Nel 2015, Justin Trudeau ha assunto la più alta carica politica in Canada e ha estromesso i conservatori dal potere. Per il Canada stava nascendo una nuova era, liberale e ottimista, e si apriva con una promessa: quella della legalizzazione della cannabis, con cui il Quebecer aveva fatto una campagna.
Promessa di un investimento sicuro
Il paese poteva guardare dalla parte del suo vicino americano, dove l’erba si era trasformata in una manna miracolosa. Le prospettive erano folli: si stava creando da zero una nuova industria che presto sarebbe diventata miliardaria, le start-up stavano nascendo come funghi, sarebbero stati creati migliaia di posti di lavoro. Per gli investitori, questa è stata l’occasione della vita: un investimento sicuro e una crescita quasi garantita.
Errori di calcolo e false promesse
Nel 2021, questa promettente industria della legalizzazione si è rivelata un castello di carte che è crollato in un terribile incidente. Un dato in particolare colpisce l’immaginazione, anche le fantasie: producendo molta più cannabis di quanta ne consumi, il Canada si è seduto alla fine del 2020 su 1,1 miliardi di grammi di un prodotto che molti sognano, ma che è considerato invendibile dalle aziende che ne fanno il loro business. Dal 2018 sono stati distrutti quasi 450 milioni di grammi della preziosa pianta. Solo il 20% della produzione è stato venduto dalla legalizzazione: c’è qualcosa di marcio nel regno del THC.

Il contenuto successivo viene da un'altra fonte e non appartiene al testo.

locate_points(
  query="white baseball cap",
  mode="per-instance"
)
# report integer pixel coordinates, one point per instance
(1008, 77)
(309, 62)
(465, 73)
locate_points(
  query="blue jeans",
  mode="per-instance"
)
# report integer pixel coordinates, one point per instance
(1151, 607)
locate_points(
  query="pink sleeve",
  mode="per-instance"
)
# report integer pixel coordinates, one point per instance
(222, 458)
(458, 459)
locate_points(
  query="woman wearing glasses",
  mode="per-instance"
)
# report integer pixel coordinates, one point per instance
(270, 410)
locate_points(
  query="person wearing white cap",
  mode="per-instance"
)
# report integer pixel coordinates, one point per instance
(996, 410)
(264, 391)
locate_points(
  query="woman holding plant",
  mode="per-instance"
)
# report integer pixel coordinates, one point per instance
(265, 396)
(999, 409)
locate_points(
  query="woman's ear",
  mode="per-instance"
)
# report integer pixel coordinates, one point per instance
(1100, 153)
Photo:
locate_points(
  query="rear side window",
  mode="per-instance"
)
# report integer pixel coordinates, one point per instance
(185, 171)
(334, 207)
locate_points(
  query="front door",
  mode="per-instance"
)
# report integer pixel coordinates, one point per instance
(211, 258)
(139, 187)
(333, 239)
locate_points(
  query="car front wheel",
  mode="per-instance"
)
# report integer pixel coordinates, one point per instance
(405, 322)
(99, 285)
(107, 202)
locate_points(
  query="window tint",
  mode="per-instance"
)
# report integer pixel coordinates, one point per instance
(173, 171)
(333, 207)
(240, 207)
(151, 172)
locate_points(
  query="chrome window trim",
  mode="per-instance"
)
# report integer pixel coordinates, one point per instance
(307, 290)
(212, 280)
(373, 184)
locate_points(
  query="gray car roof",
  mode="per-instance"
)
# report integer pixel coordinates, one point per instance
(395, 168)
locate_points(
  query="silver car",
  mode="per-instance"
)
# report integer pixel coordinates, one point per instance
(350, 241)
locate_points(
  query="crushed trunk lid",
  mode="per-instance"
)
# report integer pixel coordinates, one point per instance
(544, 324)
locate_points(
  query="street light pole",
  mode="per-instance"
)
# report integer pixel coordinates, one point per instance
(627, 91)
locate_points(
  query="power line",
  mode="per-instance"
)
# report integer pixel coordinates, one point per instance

Si tratta di perdite cumulative per l’intera industria di 10 miliardi di dollari canadesi, che sono andate in fumo piuttosto esilaranti. Quando le start-up di erba hanno iniziato ad attirare fondi, nel 2015 e non appena Justin Trudeau è stato eletto, hanno basato le loro promesse su una misura vaga, la “capacità finanziata”, o il volume di cannabis che potevano produrre sulla terra che occupavano.